SPD Ortsverein beginnt Parteiausschlussverfahren gegen Wolfgang Clement

08.02.2008 09:14:37 eingesandt von Tepes für OnlineZeitung 24.de

Der noch SPD-Politiker Wolfgang Clement war schon immer ein sturer Hund. Wenn er sich etwas in den Kopf gesetzt hat, dann zieht er die Sache bis zur letzten Konsequenz durch. Wie stur er sein kann, zeigt sich in der momentan geführten Atomausstiegsdebatte. Er bleibt trotz eines begonnenen Parteiausschlussverfahrens in Sachen des Atomausstiegs auf Konfrontation mit der gesamten SPD Spitze.

Unser ehemaliger Wirtschaftsminister verlangte gestern erneut eine Abkehr vom beschlossenen Atomausstieg und das obwohl im Grundsatzprogramm der SPD der Ausstieg festgeschrieben ist. Auf dem Deutschen Atomforum in Berlin äußerte Clement, dass ohne Kernenergie der zukünftige Strombedarf nicht zu decken sei.

"Eine offenkundige Fehleinschätzung einzugestehen und den Mut zu haben, sie zu korrigieren, steht der Politik wie jedem Einzelnen gut zu Gesicht"
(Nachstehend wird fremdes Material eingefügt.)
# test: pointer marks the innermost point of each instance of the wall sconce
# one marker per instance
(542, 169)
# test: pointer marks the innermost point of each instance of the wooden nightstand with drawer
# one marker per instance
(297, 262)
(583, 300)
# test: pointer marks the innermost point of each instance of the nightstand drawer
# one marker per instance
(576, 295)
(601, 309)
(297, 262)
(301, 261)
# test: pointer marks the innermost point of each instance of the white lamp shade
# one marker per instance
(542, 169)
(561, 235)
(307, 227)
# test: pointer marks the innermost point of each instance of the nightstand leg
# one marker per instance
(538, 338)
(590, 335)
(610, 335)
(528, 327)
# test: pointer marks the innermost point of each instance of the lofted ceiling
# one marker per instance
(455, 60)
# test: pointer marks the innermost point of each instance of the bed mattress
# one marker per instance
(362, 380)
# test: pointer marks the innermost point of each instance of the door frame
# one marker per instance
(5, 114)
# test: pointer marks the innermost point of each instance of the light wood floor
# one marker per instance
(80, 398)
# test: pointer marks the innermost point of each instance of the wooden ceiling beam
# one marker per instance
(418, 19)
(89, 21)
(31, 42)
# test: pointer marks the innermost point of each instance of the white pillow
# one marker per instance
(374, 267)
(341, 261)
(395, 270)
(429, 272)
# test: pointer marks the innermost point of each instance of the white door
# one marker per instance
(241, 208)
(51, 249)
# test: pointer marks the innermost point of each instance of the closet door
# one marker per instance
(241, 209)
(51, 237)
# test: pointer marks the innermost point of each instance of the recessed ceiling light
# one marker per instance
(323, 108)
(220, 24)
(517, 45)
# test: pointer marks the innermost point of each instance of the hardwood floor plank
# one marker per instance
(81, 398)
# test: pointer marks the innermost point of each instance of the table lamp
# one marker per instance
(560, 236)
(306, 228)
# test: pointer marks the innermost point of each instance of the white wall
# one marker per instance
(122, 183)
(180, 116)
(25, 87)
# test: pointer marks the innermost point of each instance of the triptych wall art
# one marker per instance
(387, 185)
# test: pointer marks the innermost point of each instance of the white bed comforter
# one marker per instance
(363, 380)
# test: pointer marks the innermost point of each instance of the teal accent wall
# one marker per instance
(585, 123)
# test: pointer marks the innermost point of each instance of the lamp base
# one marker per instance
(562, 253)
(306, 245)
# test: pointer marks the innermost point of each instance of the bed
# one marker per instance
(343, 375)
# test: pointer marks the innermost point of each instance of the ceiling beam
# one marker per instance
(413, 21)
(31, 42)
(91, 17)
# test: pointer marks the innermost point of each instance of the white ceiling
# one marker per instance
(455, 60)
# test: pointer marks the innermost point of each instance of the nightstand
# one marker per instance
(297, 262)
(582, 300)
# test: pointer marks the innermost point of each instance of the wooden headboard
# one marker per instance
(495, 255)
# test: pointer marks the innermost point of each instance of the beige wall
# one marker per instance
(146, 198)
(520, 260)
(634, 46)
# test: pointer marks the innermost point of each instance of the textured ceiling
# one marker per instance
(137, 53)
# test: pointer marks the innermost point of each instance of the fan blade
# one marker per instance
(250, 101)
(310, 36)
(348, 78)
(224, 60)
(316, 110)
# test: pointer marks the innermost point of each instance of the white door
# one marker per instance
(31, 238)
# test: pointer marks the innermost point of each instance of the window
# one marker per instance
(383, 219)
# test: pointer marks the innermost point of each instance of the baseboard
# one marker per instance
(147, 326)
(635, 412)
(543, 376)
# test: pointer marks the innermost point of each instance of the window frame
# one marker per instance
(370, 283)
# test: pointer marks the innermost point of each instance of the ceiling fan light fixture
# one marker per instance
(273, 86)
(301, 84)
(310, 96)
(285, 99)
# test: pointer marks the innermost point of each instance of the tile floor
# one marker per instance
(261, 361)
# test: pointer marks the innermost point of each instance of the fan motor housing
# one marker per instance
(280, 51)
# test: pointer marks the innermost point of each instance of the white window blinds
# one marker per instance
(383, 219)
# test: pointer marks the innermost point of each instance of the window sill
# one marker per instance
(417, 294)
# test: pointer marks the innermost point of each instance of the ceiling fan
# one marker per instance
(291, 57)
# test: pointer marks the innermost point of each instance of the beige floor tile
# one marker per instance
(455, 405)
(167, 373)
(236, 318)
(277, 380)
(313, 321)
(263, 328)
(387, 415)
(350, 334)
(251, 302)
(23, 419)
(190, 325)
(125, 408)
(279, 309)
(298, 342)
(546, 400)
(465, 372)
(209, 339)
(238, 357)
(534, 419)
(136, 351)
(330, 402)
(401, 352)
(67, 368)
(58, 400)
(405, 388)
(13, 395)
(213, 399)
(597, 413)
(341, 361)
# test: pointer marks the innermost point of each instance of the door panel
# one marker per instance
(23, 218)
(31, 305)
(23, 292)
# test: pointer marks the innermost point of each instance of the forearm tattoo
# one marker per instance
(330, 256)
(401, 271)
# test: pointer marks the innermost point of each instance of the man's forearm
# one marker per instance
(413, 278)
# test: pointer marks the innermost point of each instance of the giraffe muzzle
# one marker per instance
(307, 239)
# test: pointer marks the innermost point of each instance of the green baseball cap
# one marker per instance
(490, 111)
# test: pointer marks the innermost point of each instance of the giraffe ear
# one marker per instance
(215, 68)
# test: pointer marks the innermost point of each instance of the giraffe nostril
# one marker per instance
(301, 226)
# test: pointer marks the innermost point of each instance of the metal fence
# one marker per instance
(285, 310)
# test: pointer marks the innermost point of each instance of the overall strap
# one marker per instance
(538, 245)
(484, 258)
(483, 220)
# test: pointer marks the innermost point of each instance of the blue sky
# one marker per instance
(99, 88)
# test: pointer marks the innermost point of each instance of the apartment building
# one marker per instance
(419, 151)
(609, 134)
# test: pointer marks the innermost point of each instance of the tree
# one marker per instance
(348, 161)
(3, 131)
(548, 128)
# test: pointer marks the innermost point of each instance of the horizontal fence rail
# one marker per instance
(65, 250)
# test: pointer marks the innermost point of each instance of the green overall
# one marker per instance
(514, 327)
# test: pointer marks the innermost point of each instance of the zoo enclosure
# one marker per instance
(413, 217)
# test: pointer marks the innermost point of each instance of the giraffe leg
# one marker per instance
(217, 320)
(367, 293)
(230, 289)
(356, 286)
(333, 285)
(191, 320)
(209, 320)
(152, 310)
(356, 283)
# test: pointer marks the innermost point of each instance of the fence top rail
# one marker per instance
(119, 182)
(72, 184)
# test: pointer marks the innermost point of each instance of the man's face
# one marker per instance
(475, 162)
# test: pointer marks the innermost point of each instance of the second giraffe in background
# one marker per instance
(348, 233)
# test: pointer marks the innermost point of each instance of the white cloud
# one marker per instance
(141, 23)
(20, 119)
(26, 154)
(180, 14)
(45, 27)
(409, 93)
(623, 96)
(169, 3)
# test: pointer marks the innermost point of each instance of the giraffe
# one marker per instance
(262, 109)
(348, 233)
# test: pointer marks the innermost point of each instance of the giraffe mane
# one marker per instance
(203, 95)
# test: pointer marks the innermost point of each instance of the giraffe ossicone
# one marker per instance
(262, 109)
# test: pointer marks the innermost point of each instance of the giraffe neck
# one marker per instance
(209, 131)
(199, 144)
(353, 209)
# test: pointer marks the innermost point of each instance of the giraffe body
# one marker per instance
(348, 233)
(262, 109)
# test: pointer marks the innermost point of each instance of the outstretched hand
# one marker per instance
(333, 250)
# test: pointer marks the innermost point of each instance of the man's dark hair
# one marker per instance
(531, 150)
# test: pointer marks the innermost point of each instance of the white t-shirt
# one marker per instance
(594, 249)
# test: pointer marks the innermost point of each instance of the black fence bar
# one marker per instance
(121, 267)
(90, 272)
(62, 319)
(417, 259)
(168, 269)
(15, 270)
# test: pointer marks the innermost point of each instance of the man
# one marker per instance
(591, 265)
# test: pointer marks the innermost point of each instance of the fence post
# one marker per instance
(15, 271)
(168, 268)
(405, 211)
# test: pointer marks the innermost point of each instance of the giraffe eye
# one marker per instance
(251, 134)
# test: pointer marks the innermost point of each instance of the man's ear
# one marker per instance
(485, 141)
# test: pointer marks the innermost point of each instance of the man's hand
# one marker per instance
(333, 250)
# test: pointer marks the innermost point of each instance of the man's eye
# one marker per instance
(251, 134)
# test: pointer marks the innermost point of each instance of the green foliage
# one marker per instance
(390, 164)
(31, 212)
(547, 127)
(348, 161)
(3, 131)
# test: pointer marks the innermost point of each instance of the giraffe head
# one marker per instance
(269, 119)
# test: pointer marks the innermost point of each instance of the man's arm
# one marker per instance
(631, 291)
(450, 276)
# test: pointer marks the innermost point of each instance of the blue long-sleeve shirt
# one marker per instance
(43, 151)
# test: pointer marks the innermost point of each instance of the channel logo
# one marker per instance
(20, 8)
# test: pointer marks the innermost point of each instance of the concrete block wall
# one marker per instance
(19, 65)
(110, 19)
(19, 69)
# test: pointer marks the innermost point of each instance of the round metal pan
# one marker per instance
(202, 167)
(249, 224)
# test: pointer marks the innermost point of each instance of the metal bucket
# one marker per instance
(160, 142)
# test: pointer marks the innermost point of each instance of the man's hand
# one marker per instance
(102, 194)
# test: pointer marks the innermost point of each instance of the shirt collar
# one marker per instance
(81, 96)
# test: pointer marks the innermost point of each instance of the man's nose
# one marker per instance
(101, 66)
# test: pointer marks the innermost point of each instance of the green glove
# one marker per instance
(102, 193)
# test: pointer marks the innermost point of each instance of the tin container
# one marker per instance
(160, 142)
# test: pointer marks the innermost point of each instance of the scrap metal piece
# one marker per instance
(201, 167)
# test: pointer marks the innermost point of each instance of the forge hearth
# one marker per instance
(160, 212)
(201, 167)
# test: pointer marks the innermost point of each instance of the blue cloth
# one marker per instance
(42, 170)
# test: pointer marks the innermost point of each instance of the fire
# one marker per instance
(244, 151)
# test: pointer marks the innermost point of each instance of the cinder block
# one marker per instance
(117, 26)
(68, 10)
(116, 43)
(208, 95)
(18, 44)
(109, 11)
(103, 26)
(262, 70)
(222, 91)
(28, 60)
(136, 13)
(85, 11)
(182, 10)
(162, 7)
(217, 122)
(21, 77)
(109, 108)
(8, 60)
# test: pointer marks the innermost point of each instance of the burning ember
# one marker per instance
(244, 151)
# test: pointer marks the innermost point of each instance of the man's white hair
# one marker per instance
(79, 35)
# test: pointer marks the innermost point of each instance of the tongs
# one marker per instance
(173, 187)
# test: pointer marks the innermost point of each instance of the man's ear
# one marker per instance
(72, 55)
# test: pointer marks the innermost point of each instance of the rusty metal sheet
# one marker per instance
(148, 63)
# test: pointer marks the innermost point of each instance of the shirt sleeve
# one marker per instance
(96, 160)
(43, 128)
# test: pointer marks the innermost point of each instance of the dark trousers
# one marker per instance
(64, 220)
sagte Clement unter dem tosenden Beifall der Anwesenden beim Deutschen Atomforum. Ohne Kernenergie müsste Deutschland in Zukunft Strom im Ausland zukaufen.

"Im Jahr 2030 wird die EU vermutlich 90 Prozent ihres Erdölverbrauchs und 80 Prozent ihres Erdgasverbrauchs durch Einfuhren decken müssen".

Im hessischen Wahlkampf hatte Clement vor den energiepolitischen Plänen der SPD Spitzenkandidatin Ypsilanti gewarnt und mehr oder weniger direkt von einer Wahl Ypsilantis abgeraten.

Schon nach dem Aufruf zum Wahlboykott hatten mehrere SPD-Politiker Clement den Austritt aus der SPD nahe gelegt.

Sein SPD Ortsvereine Bochum-Hamme hält, den ehemaligen Wirtschaftsminister und Ministerpräsidenten von Nordrein-Westfalen, Wolfgang Clement nicht mehr für tragbar.

"Wir haben ein Parteiausschlussverfahren zu erwirken"

so der der Ortsvereinsvorsitzende Rudolf Malzahn. Im Unterbezirk findet am 21. Februar 2008 ein Mitgliederentscheid über den Parteiausschluss Clements statt. Malzahn begründete den Antrag mit den Worten

"Wie der Clement gegen Andrea Ypsilanti vorgegangen ist, das darf doch wohl nicht wahr sein."

Sollte der Unterbezirk nicht für einen Parteiausschluss stimmen will Malzahn einen Sonderparteitag einberufen.

Auch wenn Clement zurzeit Aufsichtsratsmitglied beim Energiekonzern RWE ist und sicherlich Lobbyismus eine Rolle bei seinen Äußerungen zum Atomausstieg eine Rolle spielen, sollten wir uns ernsthaft Gedanken über die zukünftige Energiepolitik machen. Ich sehe momentan keinerlei Möglichkeit, den zukünftigen Strombedarf Deutschlands rein aus erneuerbaren Energien und Kohle abzudecken.